Department of Microbiology, Immunology and Molecular Genetics, David Geffen School of Medicine, University of California Los Angeles (UCLA), UCLA AIDS Institute, Los Angeles, California, United States of America.
Oregon National Primate Research Center, Oregon Health & Science University, Beaverton, Oregon, United States of America.
PLoS Pathog. 2021 Jul 20;17(7):e1009738. doi: 10.1371/journal.ppat.1009738. eCollection 2021 Jul.
Broadly neutralizing antibodies (bNAbs) directed to HIV-1 have shown promise at suppressing viremia in animal models. However, the use of bNAbs for the central nervous system (CNS) infection is confounded by poor penetration of the blood brain barrier (BBB). Typically, antibody concentrations in the CNS are extremely low; with levels in cerebrospinal fluid (CSF) only 0.1% of blood concentrations. Using a novel nanotechnology platform, which we term nanocapsules, we show effective transportation of the human bNAb PGT121 across the BBB in infant rhesus macaques upon systemic administration up to 1.6% of plasma concentration. We demonstrate that a single dose of PGT121 encased in nanocapsules when delivered at 48h post-infection delays early acute infection with SHIVSF162P3 in infants, with one of four animals demonstrating viral clearance. Importantly, the nanocapsule delivery of PGT121 improves suppression of SHIV infection in the CNS relative to controls.

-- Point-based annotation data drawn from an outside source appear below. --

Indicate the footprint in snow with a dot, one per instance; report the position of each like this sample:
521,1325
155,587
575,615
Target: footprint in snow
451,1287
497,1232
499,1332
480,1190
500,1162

广谱中和抗体(bNAbs)针对 HIV-1 的研究在动物模型中显示出抑制病毒血症的潜力。然而,bNAbs 用于中枢神经系统(CNS)感染受到血脑屏障(BBB)通透性差的影响。通常,CNS 中的抗体浓度极低;脑脊液(CSF)中的水平仅为血液浓度的 0.1%。我们使用一种称为纳米胶囊的新型纳米技术平台,证明在婴儿恒河猴中,PGT121 这种人类 bNAb 可以通过全身给药有效地穿过 BBB,达到血浆浓度的 1.6%。我们证明,在感染后 48 小时给予纳米胶囊包裹的 PGT121 单剂量可延迟 SHIVSF162P3 对婴儿的早期急性感染,其中四只动物中有一只表现出病毒清除。重要的是,与对照组相比,PGT121 的纳米胶囊递送可改善对 CNS 中 SHIV 感染的抑制作用。